Classification of Basque Dialects

Figure 3.1   Classification of Basque Dialects

As for the question of the OCB homeland, we believe we must locate innovations chronologically and geographically rather than considering the quantity of existing modern dialects in this or that territory (cf. Janhunen 2009 for Uralic, for example). In particular, in the territory of Bizkaia, Gipuzkoa, and Araba, the dialectal division seems much simpler than in Navarre, in the geographical area that runs from Pamplona toward the north, up to the modern French border. Perhaps that would be the area where OCB developed and from which it spread. It is not advisable to interpret the most modern forms of speech, situated at the lowest level of the tree, as decisive. We should look instead to the root of the tree when searching for the homeland of OCB, given that the first fragmentations are found in the highest branches: see Janhunen’s (2009) conclusions on the homeland of Proto-Uralic.

Returning to our case, the place of Samoyedic, Finno-Ugric, and Proto-Uralic would be occupied, respectively, by Zuberoan-Roncalese (= Old Eastern Basque), Eastern Low Navarrese-Salazarese (= Easternmost Navarrese), and OCB, with the oldest isogloss situated between Z-R and NoELNa-Sal – during an era that, for the moment, we cannot specify – so that we should locate in that specific place 63 the proto-homeland of OCB, as shown in Figure 3.1 above.

10  Conclusions

The main proof for genetic relationship among languages lies in the help it offers for the reconstruction of a common protolanguage and for studying the history of the languages in the family.
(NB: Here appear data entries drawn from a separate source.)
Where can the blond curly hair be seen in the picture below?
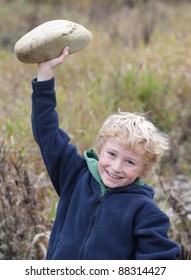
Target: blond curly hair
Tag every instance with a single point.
(134, 130)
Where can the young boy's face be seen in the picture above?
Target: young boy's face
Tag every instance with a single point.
(118, 166)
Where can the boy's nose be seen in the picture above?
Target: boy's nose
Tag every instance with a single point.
(117, 166)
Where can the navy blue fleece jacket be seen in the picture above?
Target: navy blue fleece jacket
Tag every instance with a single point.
(125, 223)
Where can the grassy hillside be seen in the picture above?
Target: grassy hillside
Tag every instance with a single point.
(138, 60)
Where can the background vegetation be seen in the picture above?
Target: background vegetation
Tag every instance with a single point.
(139, 60)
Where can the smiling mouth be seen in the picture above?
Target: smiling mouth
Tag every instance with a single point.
(113, 176)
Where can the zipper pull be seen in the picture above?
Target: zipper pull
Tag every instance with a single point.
(98, 201)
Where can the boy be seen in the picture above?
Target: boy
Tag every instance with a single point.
(105, 210)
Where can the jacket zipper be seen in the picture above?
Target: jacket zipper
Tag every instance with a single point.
(96, 206)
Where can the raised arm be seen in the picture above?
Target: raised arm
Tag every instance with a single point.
(60, 157)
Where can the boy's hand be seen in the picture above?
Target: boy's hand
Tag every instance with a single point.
(46, 69)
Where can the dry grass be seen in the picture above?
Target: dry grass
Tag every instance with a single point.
(139, 59)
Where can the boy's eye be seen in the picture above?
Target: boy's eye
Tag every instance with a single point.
(111, 154)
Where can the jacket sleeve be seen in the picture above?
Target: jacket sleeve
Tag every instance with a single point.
(60, 157)
(152, 240)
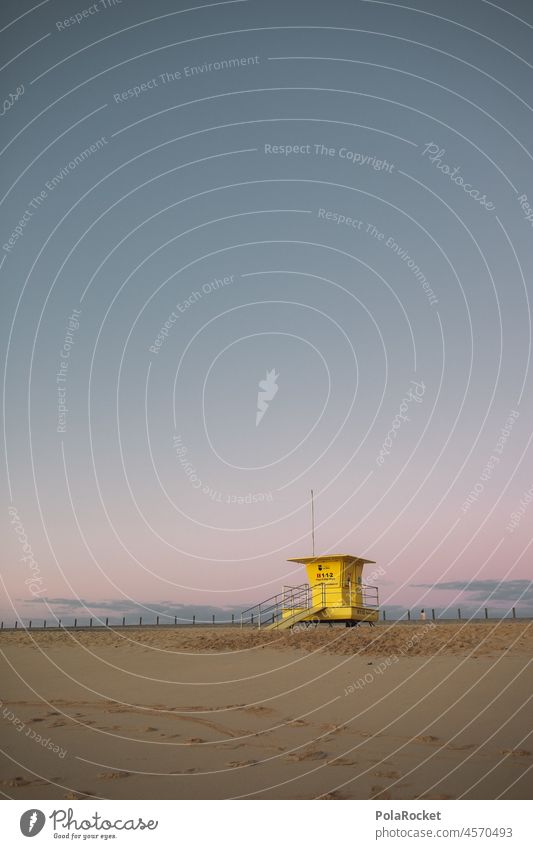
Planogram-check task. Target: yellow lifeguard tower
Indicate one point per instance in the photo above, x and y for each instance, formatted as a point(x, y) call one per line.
point(335, 593)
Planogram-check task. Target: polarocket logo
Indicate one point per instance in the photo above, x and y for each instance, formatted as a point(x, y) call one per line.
point(32, 822)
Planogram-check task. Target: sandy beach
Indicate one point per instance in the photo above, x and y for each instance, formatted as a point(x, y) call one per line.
point(399, 711)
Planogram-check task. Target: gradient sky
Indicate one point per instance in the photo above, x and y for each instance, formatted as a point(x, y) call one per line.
point(140, 502)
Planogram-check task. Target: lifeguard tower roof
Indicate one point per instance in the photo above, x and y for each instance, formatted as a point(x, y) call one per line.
point(325, 557)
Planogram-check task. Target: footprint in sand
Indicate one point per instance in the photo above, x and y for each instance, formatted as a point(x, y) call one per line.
point(379, 792)
point(83, 794)
point(257, 709)
point(333, 795)
point(17, 781)
point(240, 763)
point(342, 761)
point(306, 755)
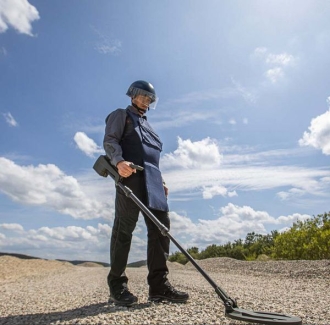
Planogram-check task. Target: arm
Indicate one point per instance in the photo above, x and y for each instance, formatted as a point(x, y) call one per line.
point(115, 125)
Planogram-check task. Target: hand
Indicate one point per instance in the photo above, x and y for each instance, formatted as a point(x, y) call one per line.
point(124, 169)
point(165, 190)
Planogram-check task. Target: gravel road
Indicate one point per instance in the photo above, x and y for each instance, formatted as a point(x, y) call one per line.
point(31, 293)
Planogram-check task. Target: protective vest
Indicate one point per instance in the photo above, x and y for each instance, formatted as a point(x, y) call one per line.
point(143, 147)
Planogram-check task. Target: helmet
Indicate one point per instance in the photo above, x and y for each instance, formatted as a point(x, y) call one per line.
point(144, 88)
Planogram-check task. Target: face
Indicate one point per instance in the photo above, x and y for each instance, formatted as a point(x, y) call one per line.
point(142, 101)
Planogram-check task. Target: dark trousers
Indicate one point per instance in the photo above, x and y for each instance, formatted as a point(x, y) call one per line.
point(126, 217)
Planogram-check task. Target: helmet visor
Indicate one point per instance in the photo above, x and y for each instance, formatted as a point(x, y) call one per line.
point(144, 97)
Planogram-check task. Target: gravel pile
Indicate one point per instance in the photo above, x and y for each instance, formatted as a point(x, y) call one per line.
point(78, 295)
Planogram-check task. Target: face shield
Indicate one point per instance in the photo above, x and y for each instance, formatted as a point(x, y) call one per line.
point(143, 98)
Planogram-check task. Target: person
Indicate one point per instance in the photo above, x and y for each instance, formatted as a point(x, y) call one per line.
point(129, 138)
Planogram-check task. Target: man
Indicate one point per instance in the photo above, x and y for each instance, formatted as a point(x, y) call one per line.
point(128, 139)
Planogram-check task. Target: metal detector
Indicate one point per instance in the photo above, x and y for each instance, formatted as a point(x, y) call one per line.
point(103, 167)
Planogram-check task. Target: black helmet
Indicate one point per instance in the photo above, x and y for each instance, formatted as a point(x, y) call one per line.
point(144, 88)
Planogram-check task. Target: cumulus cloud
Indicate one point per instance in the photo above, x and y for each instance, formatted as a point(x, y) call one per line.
point(18, 14)
point(277, 63)
point(199, 154)
point(48, 186)
point(318, 134)
point(10, 119)
point(292, 193)
point(71, 242)
point(86, 144)
point(210, 191)
point(233, 222)
point(105, 45)
point(12, 226)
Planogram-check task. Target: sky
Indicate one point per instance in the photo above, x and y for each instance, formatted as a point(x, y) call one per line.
point(243, 113)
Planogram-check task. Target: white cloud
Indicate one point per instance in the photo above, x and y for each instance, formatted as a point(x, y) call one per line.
point(48, 186)
point(242, 172)
point(200, 154)
point(210, 192)
point(233, 222)
point(318, 134)
point(277, 63)
point(12, 226)
point(86, 144)
point(292, 193)
point(290, 219)
point(280, 59)
point(105, 45)
point(18, 14)
point(10, 119)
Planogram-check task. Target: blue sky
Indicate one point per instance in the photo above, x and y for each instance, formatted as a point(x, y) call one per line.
point(243, 111)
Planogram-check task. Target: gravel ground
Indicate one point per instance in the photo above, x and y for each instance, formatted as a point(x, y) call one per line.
point(50, 292)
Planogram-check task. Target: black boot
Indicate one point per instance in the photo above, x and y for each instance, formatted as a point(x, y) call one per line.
point(167, 293)
point(121, 296)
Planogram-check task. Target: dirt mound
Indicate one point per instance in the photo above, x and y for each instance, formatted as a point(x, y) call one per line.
point(90, 264)
point(12, 268)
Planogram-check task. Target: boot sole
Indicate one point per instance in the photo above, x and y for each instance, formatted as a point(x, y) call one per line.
point(121, 303)
point(162, 298)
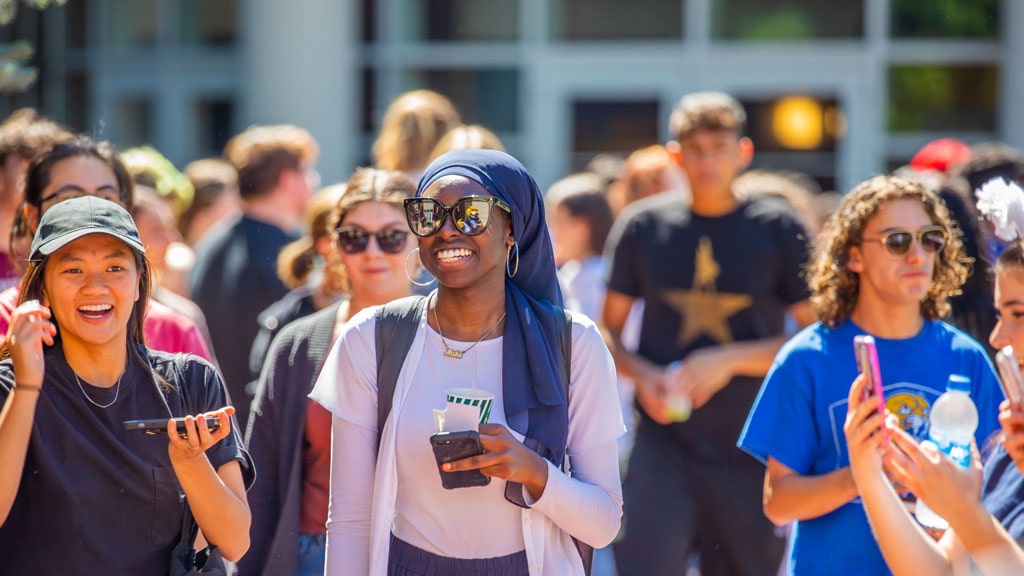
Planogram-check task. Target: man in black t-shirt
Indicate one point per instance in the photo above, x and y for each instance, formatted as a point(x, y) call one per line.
point(236, 274)
point(718, 276)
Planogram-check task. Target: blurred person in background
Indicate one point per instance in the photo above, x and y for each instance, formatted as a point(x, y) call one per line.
point(646, 171)
point(413, 125)
point(289, 434)
point(156, 228)
point(215, 202)
point(471, 136)
point(718, 276)
point(236, 274)
point(309, 271)
point(580, 219)
point(23, 135)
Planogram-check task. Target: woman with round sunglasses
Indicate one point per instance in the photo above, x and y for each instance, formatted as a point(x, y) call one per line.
point(885, 264)
point(494, 324)
point(290, 435)
point(82, 491)
point(983, 505)
point(307, 269)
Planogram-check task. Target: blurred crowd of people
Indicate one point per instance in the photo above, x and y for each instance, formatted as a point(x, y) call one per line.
point(727, 297)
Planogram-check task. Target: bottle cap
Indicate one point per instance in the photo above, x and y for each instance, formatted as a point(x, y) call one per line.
point(958, 382)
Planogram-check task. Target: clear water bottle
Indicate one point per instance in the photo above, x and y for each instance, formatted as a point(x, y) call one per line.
point(953, 420)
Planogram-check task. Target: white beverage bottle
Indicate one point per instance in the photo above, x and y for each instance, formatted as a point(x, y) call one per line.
point(953, 420)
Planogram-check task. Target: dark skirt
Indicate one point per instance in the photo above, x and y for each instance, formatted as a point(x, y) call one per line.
point(407, 560)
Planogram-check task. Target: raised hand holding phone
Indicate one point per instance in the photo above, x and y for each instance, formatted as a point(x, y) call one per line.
point(1010, 375)
point(867, 361)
The strength of the demonstration cannot be based on the quantity of alleged superficial analogies without regular phonetic connections or the reconstruction of homologies.
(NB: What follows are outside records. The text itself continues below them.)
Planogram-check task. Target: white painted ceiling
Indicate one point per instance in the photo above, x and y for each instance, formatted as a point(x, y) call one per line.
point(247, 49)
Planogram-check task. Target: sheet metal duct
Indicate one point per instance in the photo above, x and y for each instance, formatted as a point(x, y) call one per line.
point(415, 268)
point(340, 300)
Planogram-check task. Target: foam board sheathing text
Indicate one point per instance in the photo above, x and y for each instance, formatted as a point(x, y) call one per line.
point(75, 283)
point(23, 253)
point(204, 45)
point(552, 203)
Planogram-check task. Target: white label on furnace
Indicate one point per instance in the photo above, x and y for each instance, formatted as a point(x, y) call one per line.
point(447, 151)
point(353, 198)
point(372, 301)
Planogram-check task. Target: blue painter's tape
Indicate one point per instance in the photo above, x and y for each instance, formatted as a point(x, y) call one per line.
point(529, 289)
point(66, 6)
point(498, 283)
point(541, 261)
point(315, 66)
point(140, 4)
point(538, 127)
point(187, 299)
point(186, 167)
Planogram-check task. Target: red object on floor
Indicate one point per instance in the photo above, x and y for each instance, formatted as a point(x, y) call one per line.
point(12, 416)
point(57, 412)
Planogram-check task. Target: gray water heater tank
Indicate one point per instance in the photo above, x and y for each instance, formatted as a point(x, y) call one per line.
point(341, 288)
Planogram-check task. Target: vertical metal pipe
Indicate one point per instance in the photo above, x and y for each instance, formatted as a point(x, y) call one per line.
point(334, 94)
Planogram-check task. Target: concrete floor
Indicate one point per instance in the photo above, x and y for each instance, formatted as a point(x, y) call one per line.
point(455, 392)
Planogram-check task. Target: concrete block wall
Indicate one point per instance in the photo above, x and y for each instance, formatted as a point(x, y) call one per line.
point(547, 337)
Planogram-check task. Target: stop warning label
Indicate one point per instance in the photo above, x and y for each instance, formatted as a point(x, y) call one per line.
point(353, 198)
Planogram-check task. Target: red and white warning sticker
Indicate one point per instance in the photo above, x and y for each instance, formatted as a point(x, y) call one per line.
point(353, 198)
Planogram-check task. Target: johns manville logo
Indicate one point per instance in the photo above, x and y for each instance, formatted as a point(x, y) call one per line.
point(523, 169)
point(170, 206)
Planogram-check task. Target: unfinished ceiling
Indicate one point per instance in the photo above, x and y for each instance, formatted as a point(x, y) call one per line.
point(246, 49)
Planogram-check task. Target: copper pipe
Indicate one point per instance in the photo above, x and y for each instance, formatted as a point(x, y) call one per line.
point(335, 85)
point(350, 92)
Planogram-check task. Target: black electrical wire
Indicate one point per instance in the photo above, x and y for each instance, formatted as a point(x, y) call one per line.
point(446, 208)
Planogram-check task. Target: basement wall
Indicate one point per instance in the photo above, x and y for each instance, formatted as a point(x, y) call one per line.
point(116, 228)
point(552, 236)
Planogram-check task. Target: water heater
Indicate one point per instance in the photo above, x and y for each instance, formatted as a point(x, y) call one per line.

We consider it essential that specialists in Basque, distancing themselves from unjustified allegiance to remote agendas, analyze the facts of B diachrony according to the best philology and the most productive theories and methods of linguistic change and reconstruction, as Meillet and Mitxelena asserted. 64 Any advances via the expansion of materials – languages or protolanguages related to ours, pre-Latin loanword strata – do not appear any nearer, than they were some decades ago, so it is reasonable and necessary to opt for the application of more efficient theories and methods (cf. Haas 1969), in order to arrive at a more complete and deeper reconstruction of PB and the prehistory of the language. We defend the notion that – besides the usual internal reconstruction methods masterfully used by Mitxelena a half century ago – research on the Canonical Form of roots and morphemes; Diachronic Holistic Typology (subordinate to the search for homologies, not dedicated to pure analogies); and Grammaticalization processes may continue to contribute important advances in reconstruction. Finally, the elaboration of chronologies and periodizations – including the establishment of a minimum number of necessary (intermediate) protolanguages for the reconstruction of the prehistory of the language (as is the case with Old Common Basque, Late Proto-Basque, and Old Proto-Basque) – are unavoidable topics, as we find in any other language or family.


Acknowledgements: I thank Borja Ariztimuño, Joaquín Gorrochategui, José Ignacio Hualde, Julen Manterola, and Blanca Urgell for numerous and interesting observations and corrections of form and content, although I have not necessarily accepted all of their suggestions; all remaining errors are my own. The map and the dialectal genealogies were produced by Adur Larrea, with the collaboration of Céline Mounole, with important observations from Gidor Bilbao and Ricardo Gomez. I have found Lyle Campbell as rigorous and generous an editor as anyone could want.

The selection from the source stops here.